DNS at IETF 118

The IETF met in Prague in the first week of November 2023, and, as usual there was a flurry of activity in the DNS-related Working groups. Here’s a roundup of those DNS topics I found to be of interest at that meeting.

Re-thinking the DNS

Prior to IETF meetings there is an opportunity for informal discussions, under the label of a “hackathon”. The topic in the DNS was to reconsider the DNS. A major constraint in any such discussion is that the installed base of the DNS is highly resistant to many forms of change. The name space definition and the data model of the DNS are fixed, as is the model of collection of delegated authorities assembled in a hierarchical manner. With so much that must be retained, such conversations about a “new” DNS quickly turn to discussions about incremental evolution that preserve backward compatibility.

There are a couple of areas of useful consideration. One is the way that DNS uses the underlying transport layer, and its model of a preference for using UDP for queries and responses and the visible trend to placing more information into DNS responses. The work on DNS over HTTP (DoH) opens up some interesting conversations about using a reliable, authenticated and encrypted streaming transport by default, and also opens up a conversation about push vs pull as a model of information delivery. However, this year’s hackathon headed in a different direction, namely the delegation record in the DNS.

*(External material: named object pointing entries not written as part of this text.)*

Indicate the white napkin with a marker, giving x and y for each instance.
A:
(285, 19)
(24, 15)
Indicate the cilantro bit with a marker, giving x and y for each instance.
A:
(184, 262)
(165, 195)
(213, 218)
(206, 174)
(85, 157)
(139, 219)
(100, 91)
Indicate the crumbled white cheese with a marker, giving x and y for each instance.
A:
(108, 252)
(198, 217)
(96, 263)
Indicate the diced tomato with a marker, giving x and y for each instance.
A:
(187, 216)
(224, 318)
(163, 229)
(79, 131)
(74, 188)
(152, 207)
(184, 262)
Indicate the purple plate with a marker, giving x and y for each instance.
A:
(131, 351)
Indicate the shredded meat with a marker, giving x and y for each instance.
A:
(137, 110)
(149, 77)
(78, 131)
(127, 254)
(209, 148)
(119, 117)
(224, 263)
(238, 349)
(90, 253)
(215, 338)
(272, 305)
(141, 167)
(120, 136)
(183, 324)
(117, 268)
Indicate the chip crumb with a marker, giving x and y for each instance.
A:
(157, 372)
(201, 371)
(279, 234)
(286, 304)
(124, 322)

Confusion over the NS record has been a significant issue for the DNS over its entire lifespan. It’s a piece of data that is held in both the child and parent zones, yet, confusingly, it’s the child that is authoritative for this data, while logically in terms of the DNS nameserver discovery process it’s the parent’s copy of this data that that is used to guide the name resolution process. So the thought process is to consider what a compound delegation record might look like. These days such a record may refer to multiple zone hosting providers, it may allow for suggested query transports in a similar manner to the SVCB record, it would likely be authoritative at the parent, and not be part of the child zone (similar to the existing DS record).

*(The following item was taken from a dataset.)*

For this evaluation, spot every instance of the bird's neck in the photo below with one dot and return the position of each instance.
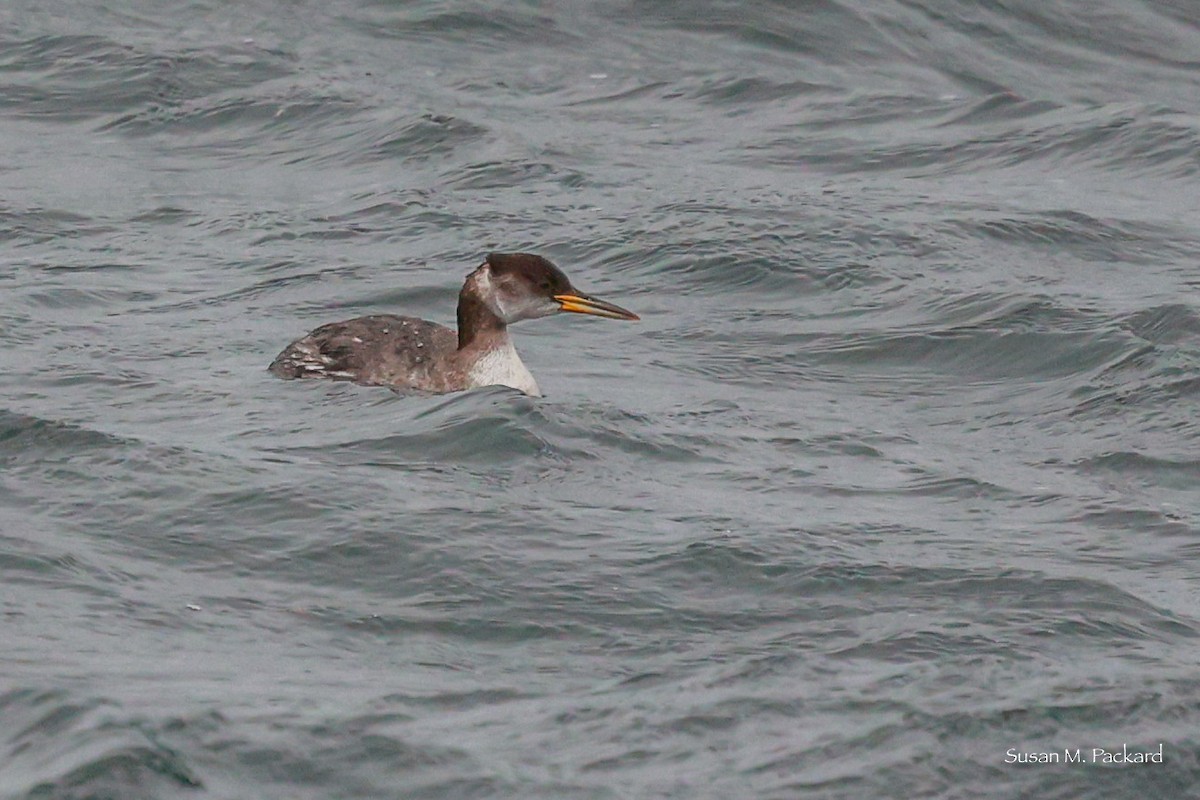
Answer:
(477, 322)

It’s an interesting area of thought for the DNS as it applies the same consideration that the DNS is a provisioning protocol for accessing named applications and services to the DNS query resolution protocol itself in term of querying the nameservers for a zone.

The hackathon report at the DNSOP Working Group meeting made mention of a new DELEG record that was able to carry this revised form of delegation in the DNS, but the report was also quick to note that further consideration of this idea would probably move further along in the coming months, and what might emerge as a proposal may not necessarily include a DELEG resource record per se. The report noted that the administrative structure of the upper layers of the DNS hierarchy, with shared registry operators, multiple registrars, and a collection of zone publishers has as much influence on the evolution of DNS design as the technical issues of efficiency of name resolution within the DNS protocol. I suspect that admitting this new reality of the administrative complexity of these outsourcing relationships is a major concession within many hard-core DNS circles!

Domain Control Validation

The DNS is used for many things beside the simple translation of a DNS name to an IP address. Some services want to know if the party that is requesting a service for a domain name is the real controller of that name, and the most common way of doing this is to ask the requestor to place a token into the domain name to demonstrate that level of control. It seems to have become a bit of a mess!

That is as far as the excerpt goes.